ARkit vs ARcore

ARKit vs ARCore: Mobile augmented reality from Apple and Google

The way we consume content has changed and is changing radically. In this sense, augmented reality is increasingly present and is gradually taking on a very important role. In fact, for some time now it has been fully accessible to everyone, how? Through a device that we all have, our mobile phone. This is where Apple and Google’s current big bet on augmented reality stands out: ARKit and ARCore, for their respective mobile platforms: iOS and Android.

What are ARKit and ARCore?

It depends on who is asking this question: a user or an application developer? 

For a developer, ARKit and ARCore are frameworks or development environments that allow them to create augmented reality experiences that until recently were almost inaccessible. Basically, these are libraries that are added, on the one hand, to the embedded software of mobile phones (as part of their Operating System) and, on the other hand, as tools within the development environments with which we create applications.

For a user, ARKit and ARCore basically represent innovative features that their mobile phones have, that is, they are improvements within the Hardware and Software that compose them and allow them to experience augmented reality in a completely new way, in the same way that a camera with more resolution or a new way of unlocking the phone using a fingerprint or facial recognition can be.

Similarities and differences between both

There are more similarities than differences between these two improvements of the technological giants. In reality, they are two ways of approaching the same problem that probably use very different techniques and algorithms internally, but which offer very similar possibilities as a final result.

Basically ARKit and ARCore offer SLAM (Simultaneous Location And Mapping) in a precise and integrated way in their new devices. But what is SLAM? It is the possibility of mapping or scanning the immediate environment, locating the device that performs it in that space, in real time. This, translated, allows us, by means of a device with a camera and enough processing capacity, to calculate at all times the exact place where that device is located in a space, with respect to the set of physical elements that compose the space: walls, ceiling, floor, furniture, obstacles of all kinds, etc.

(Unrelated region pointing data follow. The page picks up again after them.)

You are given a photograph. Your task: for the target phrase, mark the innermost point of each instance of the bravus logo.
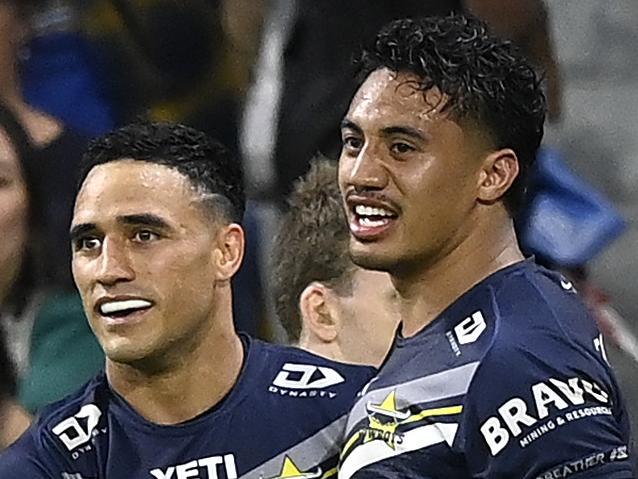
(550, 398)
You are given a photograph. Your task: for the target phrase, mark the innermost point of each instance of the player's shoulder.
(59, 429)
(297, 373)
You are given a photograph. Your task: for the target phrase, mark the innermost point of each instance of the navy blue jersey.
(286, 413)
(510, 381)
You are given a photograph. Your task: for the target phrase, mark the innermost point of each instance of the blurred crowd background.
(272, 79)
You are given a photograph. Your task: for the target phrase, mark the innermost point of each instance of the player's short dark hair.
(312, 243)
(208, 164)
(486, 81)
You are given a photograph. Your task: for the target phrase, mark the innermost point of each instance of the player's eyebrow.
(81, 229)
(351, 125)
(404, 130)
(143, 219)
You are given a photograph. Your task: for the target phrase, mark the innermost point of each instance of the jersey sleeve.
(26, 458)
(535, 416)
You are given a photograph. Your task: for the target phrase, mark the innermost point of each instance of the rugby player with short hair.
(498, 370)
(326, 303)
(156, 240)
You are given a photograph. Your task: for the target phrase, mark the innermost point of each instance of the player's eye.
(352, 143)
(401, 148)
(145, 236)
(87, 243)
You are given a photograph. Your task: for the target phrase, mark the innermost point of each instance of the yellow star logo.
(384, 419)
(290, 471)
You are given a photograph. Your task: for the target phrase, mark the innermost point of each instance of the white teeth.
(368, 223)
(117, 306)
(363, 210)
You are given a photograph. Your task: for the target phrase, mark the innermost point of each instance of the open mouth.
(123, 309)
(370, 222)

However, SLAM by itself does not allow us to see anything, but simply to know our position at all times. But it is the basis for, from there, placing relevant visual information about our real environment. As we know our position, with the orientation of the camera we detect the obstacles around us and at any moment we can add visual components (3D objects, images, videos, animated scenes…) using this real environment as a support and leaving them fixed in their positions all the time. In other words, while we are calculating the position of the device, we are adding visual layers and, in addition, those layers that we add will always be in the position assigned to them, generating a sensation that the 3D object is placed in that space.

Uses and applications: some examples

ARKit and ARCore are very useful technologies for endless applications. Thanks to SLAM, we do not depend on references such as markers to position a visual element. Imagine, for example, in the world of marketing, the typical augmented reality advertisements that had to be displayed on a magazine, a marker or a specific logo. Now they can be placed anywhere, at any time.

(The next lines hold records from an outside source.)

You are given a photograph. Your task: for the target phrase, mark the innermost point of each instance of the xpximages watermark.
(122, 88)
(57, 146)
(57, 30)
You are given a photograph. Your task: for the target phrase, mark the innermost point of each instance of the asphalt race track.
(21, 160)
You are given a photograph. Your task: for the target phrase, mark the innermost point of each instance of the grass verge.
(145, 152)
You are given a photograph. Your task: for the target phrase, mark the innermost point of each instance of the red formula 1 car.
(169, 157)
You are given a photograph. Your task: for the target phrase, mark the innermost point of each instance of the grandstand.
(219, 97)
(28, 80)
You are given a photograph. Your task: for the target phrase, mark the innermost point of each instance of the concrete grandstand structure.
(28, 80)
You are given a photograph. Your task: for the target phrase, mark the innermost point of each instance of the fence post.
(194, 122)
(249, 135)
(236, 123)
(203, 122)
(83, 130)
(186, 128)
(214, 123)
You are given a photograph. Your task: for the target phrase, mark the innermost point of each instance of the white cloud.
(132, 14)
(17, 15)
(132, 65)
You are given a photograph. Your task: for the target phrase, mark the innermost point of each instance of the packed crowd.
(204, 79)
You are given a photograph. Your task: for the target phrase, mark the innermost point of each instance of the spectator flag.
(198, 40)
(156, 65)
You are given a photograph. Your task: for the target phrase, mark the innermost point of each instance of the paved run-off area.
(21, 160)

For the world of entertainment, for example, where games can be developed whose main component is the real world, the game will be the perfect union between the virtual world and the world around us.

Think of another sector such as training, where it is very easy to include exam questions or concepts to learn about the component in question that is being studied: a model of the human body, an electric motor, a globe; or simply being able to see the solar system floating in our room.

Supported devices

It is true that ARCore and ARKit are features that require high-frame cameras and good image quality as well as high processing to be able to perform all the calculations that SLAM requires, in real time. But it is true that such features or improvements are being implemented today in most smartphones as mobile phones have increasingly better processing capabilities and more powerful cameras. 

ARKit can be available from iOS 11 and above and ARCore is available from Android 7.0.